Professional photographer Alexei Wood, who live-streamed footage of the Jan. 20 march and its aftermath to Facebook, resigned himself to arrest.
“In the months since, cases against seven other journalists, including those not affiliated with media companies, have been dropped. But at least two independent journalists still face charges.”
“Wood, the other, faces a statutory maximum of more than 70 years in prison after he and 211 others were indicted on additional rioting and destruction of property charges by a grand jury Thursday.”
“I was there to document and that’s exactly what I did,” Wood tells U.S. News. “I’m pissed that [the] prosecution is using my footage as discovery but hasn’t given me journalistic credit.”
“Wood’s live-stream, still available on Facebook, offers one of the most comprehensive documentary accounts of the mayhem moments before Trump took office.”
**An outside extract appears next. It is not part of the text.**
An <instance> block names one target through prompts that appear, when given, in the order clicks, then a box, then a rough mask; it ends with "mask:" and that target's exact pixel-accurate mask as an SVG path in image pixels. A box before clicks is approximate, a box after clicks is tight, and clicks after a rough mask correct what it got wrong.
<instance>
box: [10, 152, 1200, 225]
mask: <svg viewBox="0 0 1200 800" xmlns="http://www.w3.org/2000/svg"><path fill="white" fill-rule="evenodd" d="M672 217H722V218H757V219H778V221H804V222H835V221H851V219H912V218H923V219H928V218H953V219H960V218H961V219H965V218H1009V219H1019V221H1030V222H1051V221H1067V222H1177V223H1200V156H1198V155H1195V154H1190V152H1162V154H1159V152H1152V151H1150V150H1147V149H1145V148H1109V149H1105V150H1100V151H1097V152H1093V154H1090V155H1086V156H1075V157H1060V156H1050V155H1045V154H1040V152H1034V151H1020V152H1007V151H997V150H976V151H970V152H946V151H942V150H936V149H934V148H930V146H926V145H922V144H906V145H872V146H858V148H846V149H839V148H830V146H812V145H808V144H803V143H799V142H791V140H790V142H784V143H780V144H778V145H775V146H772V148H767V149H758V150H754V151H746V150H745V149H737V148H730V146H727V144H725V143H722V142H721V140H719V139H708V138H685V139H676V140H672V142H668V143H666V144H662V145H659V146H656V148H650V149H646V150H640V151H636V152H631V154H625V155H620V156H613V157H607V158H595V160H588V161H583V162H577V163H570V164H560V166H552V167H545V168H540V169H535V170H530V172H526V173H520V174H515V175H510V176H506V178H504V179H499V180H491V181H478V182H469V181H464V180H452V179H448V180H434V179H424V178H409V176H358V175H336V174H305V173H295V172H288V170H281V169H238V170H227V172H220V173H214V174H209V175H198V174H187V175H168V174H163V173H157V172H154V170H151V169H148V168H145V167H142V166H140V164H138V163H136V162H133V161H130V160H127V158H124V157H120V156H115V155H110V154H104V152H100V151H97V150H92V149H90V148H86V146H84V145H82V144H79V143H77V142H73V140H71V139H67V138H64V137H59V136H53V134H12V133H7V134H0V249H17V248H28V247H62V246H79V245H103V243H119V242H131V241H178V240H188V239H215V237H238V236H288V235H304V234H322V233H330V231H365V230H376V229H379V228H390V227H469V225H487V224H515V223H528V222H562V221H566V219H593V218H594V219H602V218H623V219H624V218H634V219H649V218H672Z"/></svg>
“It’s real interesting now,” he says as police close in. Earlier, he clarifies for viewers that they’re hearing firecrackers – not gunshots. He comments in disbelief when an activist throws a projectile at the crotch of a uniformed officer. He speaks with a bloodied Trump supporter.”
“Wood’s video shows that he did not spray-paint private property or smash windows, and he did not seek to break through a police line, staying at a distance for the shot. Still, he and 211 others covered by last week’s superseding indictment are hit with five felony property destruction and three rioting charges each.”
“Each destruction of property charge carries a statutory maximum of 10 years in prison and a $5,000 fine.”
“It’s unclear why Wood has not been afforded the same deference as other independent journalists.”
“Shay Horse, a photographer who describes himself as an anarchist in his Twitter bio, and independent livestream videographer Matt Hopard were among the journalists to see their charges dismissed.”
“The case against Hopard was dismissed on Jan. 30 alongside the charges facing Alex Rubinstein of RT and documentary filmmaker John Keller.
“After a review of evidence presented to us by law enforcement, we have concluded that we will not proceed with the charges against the three defendants, who are journalists,” the U.S. attorney’s office said in a statement.
Evan Engel, a senior producer for Vocativ, had previously seen charges dismissed on Jan. 27, after his employer hired a well-known D.C. attorney.
On Feb. 21, charges were dropped against Horse and two other photographers, Alexander Contompasis and Cheney Orr.
“Attorney Wylie Stecklow, who worked with local defense lawyers for Horse and Hopard, says that although they were not employed by a professional media organization, they sought to prove to prosecutors they were operating as journalists.”
“Wood, like Hopard, has filmed other protests. He streamed footage from the 2016 Republican and Democratic national conventions.”
“Inauguration rioting charges against at least 22 people, including the journalists, have been dropped. Others have been charged as police investigate further.”
“So far, three activists have pleaded guilty to charges related to the fracas.”
“Two people have pleaded guilty to misdemeanor rioting, at least one of them receiving one year on probation.”
“The superseding indictment is an unprecedented effort to explicitly charge people with acts they did not commit, that were committed by others, based solely on proximity and assumed shared political views. That basis for prosecution stands in direct violation of the First Amendment’s guarantee of freedom of expression, assembly and association,” says Mara Verheyden-Hilliard of the Partnership for Civil Justice.”
Verheyden-Hilliard, who spearheaded lawsuits that won large settlements after previous mass-arrests in the nation’s capital, says “this is an overt effort to justify a mass illegal arrest devoid of particularized probable cause in the absence of evidence of actual criminal conduct.”